Atto della sua donna in mirarsi nello specchio
TORQUATO ACCETTO
Mirò lo specchio e di se stessa accorta
sospirò, gli occhi rivolgendo altrove
quella donna gentil che seco move
tutte le Grazie, e lieto Amor ne porta.
5 Parea dir, sospirando, or viva or morta
si vede alta bellezza, ahi lassa, e dove
son or le rose colorite e nove
sarà deserto senza luce o scorta.
L’atto soave in questo senso appresi,
10 e sì la vidi andar pensosa e bella
che per miglior consiglio anco l’intesi.
Di vano amor ben si mostrò rubella,
ch’in quel ciel di cristallo, ond’io m’accesi,
parve il suo sguardo una cadente stella.
Parafrasi
Guardò lo specchio e vedendo attentamente se stessa sospirò, volgendo
altrove lo sguardo, quella donna nobile che attrae con sé tutte
le Grazie, e ci porta Amore lieto.

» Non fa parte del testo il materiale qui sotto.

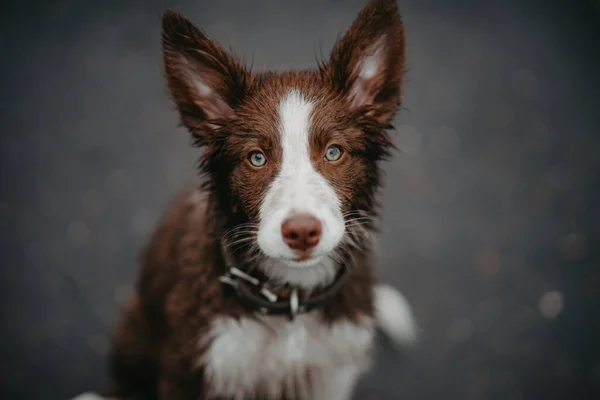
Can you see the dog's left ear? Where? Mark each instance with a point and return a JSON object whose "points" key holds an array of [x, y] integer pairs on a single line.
{"points": [[367, 63]]}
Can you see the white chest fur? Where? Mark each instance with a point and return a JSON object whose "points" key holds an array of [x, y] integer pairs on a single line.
{"points": [[272, 352]]}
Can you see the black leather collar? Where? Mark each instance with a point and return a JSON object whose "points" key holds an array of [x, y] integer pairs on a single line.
{"points": [[255, 295]]}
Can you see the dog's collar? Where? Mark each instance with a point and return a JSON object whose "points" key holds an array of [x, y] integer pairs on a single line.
{"points": [[257, 296]]}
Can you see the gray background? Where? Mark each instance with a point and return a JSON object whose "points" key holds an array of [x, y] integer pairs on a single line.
{"points": [[491, 209]]}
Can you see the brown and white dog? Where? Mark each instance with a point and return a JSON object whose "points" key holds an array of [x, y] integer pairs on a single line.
{"points": [[258, 284]]}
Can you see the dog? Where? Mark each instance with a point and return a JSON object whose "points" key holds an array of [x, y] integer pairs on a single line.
{"points": [[258, 283]]}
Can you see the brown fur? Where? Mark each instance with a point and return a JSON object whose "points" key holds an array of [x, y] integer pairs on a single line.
{"points": [[178, 292]]}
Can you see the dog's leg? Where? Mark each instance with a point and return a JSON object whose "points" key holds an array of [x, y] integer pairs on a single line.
{"points": [[336, 383], [394, 315]]}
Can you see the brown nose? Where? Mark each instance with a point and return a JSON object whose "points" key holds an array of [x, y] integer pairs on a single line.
{"points": [[301, 232]]}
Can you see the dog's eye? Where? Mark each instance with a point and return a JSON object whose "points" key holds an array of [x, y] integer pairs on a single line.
{"points": [[258, 159], [333, 153]]}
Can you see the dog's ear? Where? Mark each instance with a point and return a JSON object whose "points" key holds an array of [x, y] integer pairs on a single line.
{"points": [[367, 63], [206, 83]]}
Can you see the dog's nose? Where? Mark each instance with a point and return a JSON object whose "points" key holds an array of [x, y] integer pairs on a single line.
{"points": [[301, 232]]}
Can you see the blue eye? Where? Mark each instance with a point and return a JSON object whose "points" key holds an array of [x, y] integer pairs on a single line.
{"points": [[333, 153], [258, 159]]}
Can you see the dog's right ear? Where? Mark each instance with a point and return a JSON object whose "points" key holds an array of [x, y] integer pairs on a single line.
{"points": [[206, 83]]}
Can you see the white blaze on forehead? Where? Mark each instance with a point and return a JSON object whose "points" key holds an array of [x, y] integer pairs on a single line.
{"points": [[298, 187], [295, 117]]}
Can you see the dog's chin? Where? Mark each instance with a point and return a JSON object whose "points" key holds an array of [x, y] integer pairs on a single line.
{"points": [[310, 273], [304, 263]]}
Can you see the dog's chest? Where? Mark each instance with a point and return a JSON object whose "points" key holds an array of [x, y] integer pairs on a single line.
{"points": [[271, 352]]}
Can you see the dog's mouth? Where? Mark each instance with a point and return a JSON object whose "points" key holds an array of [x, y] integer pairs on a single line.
{"points": [[303, 261]]}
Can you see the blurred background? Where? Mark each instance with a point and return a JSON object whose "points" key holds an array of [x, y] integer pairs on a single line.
{"points": [[491, 212]]}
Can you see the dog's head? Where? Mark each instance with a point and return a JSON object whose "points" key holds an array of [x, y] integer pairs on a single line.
{"points": [[292, 157]]}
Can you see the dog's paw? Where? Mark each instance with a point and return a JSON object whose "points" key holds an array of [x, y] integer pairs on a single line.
{"points": [[394, 316]]}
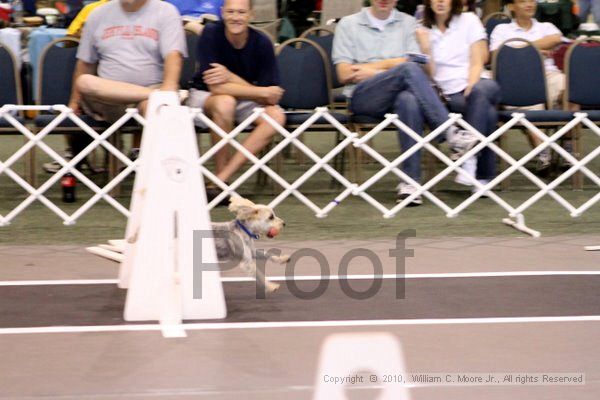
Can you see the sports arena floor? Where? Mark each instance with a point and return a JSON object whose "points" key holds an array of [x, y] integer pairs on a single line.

Pareva dire, con un sospiro, che
una grande bellezza si vedrà ben viva, e poco dopo morta, ahimé, e
che dove adesso ci sono rose colorate e fresche vi sarà un deserto,
senza luce e senza compagnia. Io interpretai così il suo gesto soave,
e la vidi andar via così pensierosa e bella che esso mi parve nascere
da un sentimento più elevato. Si mostrò tanto contraria (rubella, ribelle)
a un amore fugace (vano), che in quel cielo di cristallo, nel
quale m’ero specchiato e illuminato anch’io, il suo sguardo sembrò
una stella cadente.
Commento
In questo sonetto ricompare un tema abbastanza diffuso nella
poesia del Seicento, sull’esempio del Tasso (Rime, XLIIIXLIV).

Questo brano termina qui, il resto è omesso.